Aún en la penumbra, Zacarías tiene una sombra que lo sigue. Él la llama “mi mujer”.
Con el rostro del color de la tierra que los engendró, la mujer de Zacarías lo ha seguido por más de 40 años y, con sus ojos entrecerrados y la voz como correr de agua entre las piedras, repite: “Zacarías no quiere que corten su pierna”.
Su lenguaje, escaso de artículos y verbos, es el recordatorio de la eterna lealtad de su corazón hacia la sierra entre los mazahuas, sus hermanos. Y, como a su marido, le faltan, no sólo las palabras para decir lo que su mente encierra, sino también esos garabatos en el papel que siempre le han dado miedo.

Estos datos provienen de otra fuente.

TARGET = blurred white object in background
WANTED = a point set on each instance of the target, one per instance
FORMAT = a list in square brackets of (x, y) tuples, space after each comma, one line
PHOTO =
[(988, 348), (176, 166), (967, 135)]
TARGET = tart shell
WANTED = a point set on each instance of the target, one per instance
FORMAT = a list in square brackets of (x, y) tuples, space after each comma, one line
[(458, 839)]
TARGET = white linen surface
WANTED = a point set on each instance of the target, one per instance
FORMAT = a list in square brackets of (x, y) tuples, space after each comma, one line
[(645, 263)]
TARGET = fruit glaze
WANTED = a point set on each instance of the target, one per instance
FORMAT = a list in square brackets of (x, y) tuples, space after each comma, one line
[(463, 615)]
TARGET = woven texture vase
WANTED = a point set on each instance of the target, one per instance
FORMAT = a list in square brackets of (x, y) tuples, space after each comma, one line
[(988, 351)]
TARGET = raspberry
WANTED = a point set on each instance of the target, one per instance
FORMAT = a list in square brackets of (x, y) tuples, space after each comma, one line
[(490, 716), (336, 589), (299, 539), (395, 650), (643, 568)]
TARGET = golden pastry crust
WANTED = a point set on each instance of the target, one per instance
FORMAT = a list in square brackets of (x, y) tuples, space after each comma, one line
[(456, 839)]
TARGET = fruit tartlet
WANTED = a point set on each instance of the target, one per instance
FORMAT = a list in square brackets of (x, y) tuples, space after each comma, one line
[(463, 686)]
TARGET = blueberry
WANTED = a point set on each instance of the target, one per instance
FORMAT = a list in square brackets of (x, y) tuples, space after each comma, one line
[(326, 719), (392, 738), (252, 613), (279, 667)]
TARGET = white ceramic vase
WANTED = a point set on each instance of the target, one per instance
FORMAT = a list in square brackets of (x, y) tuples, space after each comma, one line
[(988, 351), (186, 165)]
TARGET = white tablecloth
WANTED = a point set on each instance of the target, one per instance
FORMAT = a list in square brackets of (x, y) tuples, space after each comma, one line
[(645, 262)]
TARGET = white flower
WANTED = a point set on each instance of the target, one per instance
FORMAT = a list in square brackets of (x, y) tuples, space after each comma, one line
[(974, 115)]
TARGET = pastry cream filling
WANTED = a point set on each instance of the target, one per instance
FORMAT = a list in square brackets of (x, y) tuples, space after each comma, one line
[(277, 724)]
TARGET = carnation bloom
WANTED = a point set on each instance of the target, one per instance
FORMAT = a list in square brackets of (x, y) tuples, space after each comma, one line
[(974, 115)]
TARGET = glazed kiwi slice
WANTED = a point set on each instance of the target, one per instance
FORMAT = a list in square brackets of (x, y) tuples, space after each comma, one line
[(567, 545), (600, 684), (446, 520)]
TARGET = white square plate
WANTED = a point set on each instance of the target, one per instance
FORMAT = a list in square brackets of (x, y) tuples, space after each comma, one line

Aun así, venciendo su temor, se sienta junto a la cama donde Zacarías no quiere dormir. No vaya a ser que si lo hace, los que quieren curarlo, le roben su pie. Y la mujer de Zacarías lo mira, lo escucha y entrecierra los ojos para ver si así logra entender lo que los de bata blanca dicen, pues no se atreve a preguntar.
Aunque parece que el enfermo yace abandonado, la verdad es que no es así. Evangelina, su mujer, como toda sombra leal, lo sigue y seguirá hasta que la tierra, y esperan sea la de su pueblo, lo cubra de rostro a pies y de preferencia. . . los dos.